Sandra sucked in her breath as she thought about the very thing her
friend had tried to tell her. "I guess the truth is I don't want comfort.
I've lost a baby and I'm angry with God."
Just then someone else walked in the shop. "Hey, Phil!" shouted the
clerk to the balding, rotund man.
"My wife sent me in to get our usual Thanksgiving arrangement...twelve
thorny, long-stemmed stems!" laughed Phil as the clerk handed him a
tissue-wrapped arrangement from the refrigerator.
"Those are for your wife?" asked Sandra incredulously. "Do you mind me
asking why she wants something that looks like that?"
"No...I'm glad you asked," Phil replied. "Four years ago my wife and I
nearly divorced. After forty years, we were in a real mess, but with the
Lord's grace and guidance, we slogged through problem after problem. He
rescued our marriage. Jenny here (the clerk) told me she kept a vase of
rose stems to remind her of what she learned from "thorny" times, and that
was good enough for me. I took home some of those stems. My wife and I
decided to label each one for a specific "problem" and give thanks for
what that problem taught us."
As Phil paid the clerk, he said to Sandra, "I highly recommend the Special!"
"I don't know if I can be thankful for the thorns in my life." Sandra
said to the clerk. "It's all too...fresh."
"Well," the clerk replied carefully, "my experience has shown me that thorns
make roses more precious. We treasure God's providential care more during
trouble than at any other time. Remember, it was a crown of thorns that
Jesus wore so we might know His love. Don't resent the thorns."
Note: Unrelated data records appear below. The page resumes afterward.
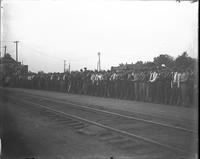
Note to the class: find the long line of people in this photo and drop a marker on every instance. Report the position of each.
(157, 85)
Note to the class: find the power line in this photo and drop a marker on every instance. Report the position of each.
(43, 53)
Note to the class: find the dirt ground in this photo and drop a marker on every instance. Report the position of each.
(29, 134)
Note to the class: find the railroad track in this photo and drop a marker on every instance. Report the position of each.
(174, 126)
(122, 129)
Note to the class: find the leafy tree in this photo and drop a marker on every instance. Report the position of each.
(184, 61)
(164, 59)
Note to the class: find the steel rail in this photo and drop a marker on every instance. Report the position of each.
(121, 115)
(109, 128)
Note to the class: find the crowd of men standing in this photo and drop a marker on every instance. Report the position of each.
(157, 85)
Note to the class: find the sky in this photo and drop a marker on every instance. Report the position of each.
(123, 31)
Tears rolled down Sandra's cheeks. For the first time since the accident,
she loosened her grip on resentment. "I'll take those twelve long-stemmed
thorns, please," she managed to choke out.
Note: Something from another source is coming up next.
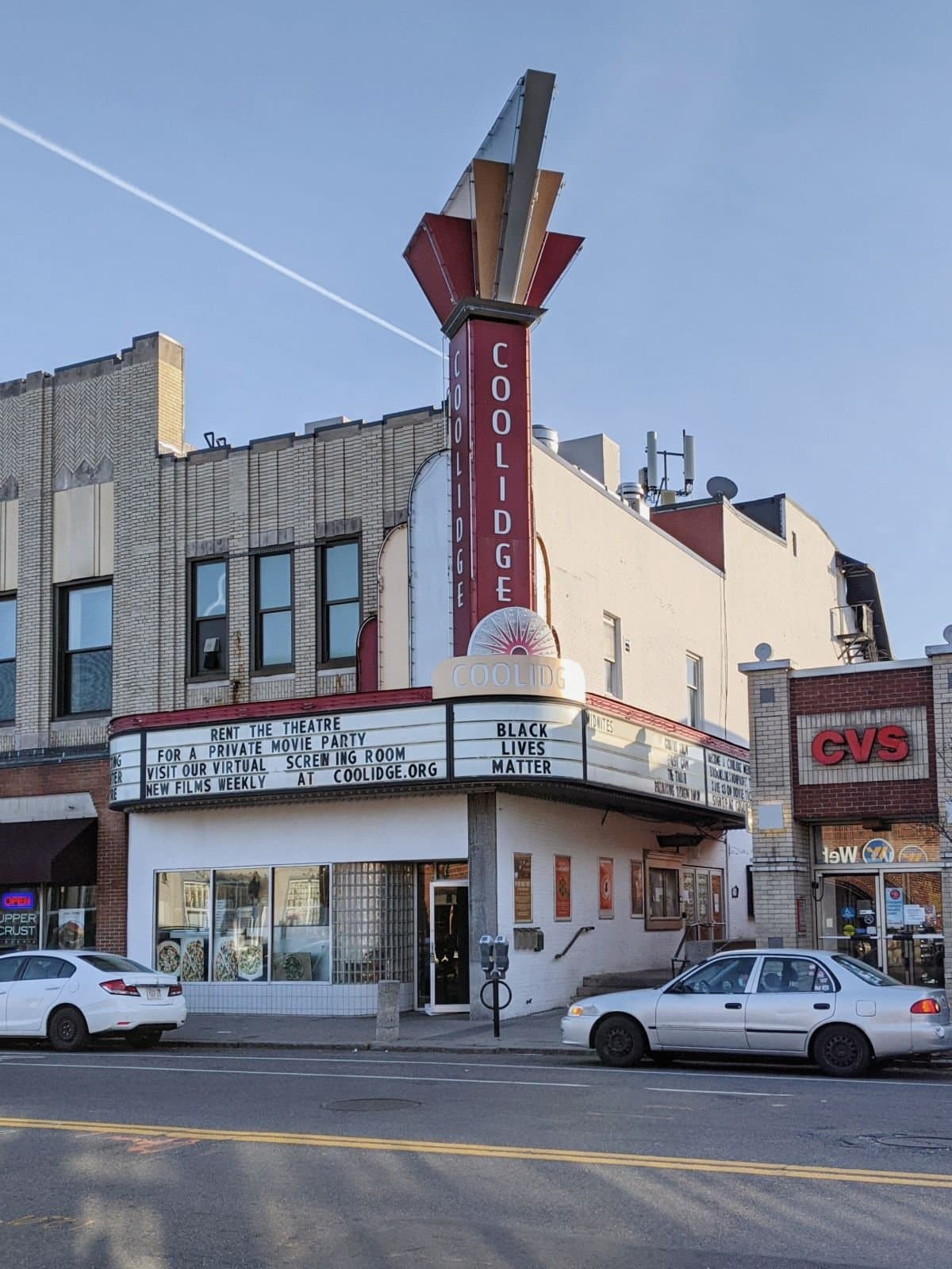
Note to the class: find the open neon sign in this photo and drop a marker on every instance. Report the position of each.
(18, 902)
"I hoped you would," said the clerk gently. "I'll have them ready in a minute."
"Thank you. What do I owe you?"
"Nothing. Nothing but a promise to allow God to heal your heart. The first
year's arrangement is always on me." The clerk smiled and handed a card to
Sandra. "I'll attach this card to your arrangement, but maybe you would
like to read it first."
It read: My God, I have never thanked You for my thorns. I have thanked You
a thousand times for my roses, but never once for my thorns. Teach me the
glory of the cross I bear; teach me the value of my thorns. Show me that I
have climbed closer to You along the path of pain. Show me that, through my
tears, the colors of Your rainbow look much more brilliant."
Praise Him for your roses; thank Him for your thorns.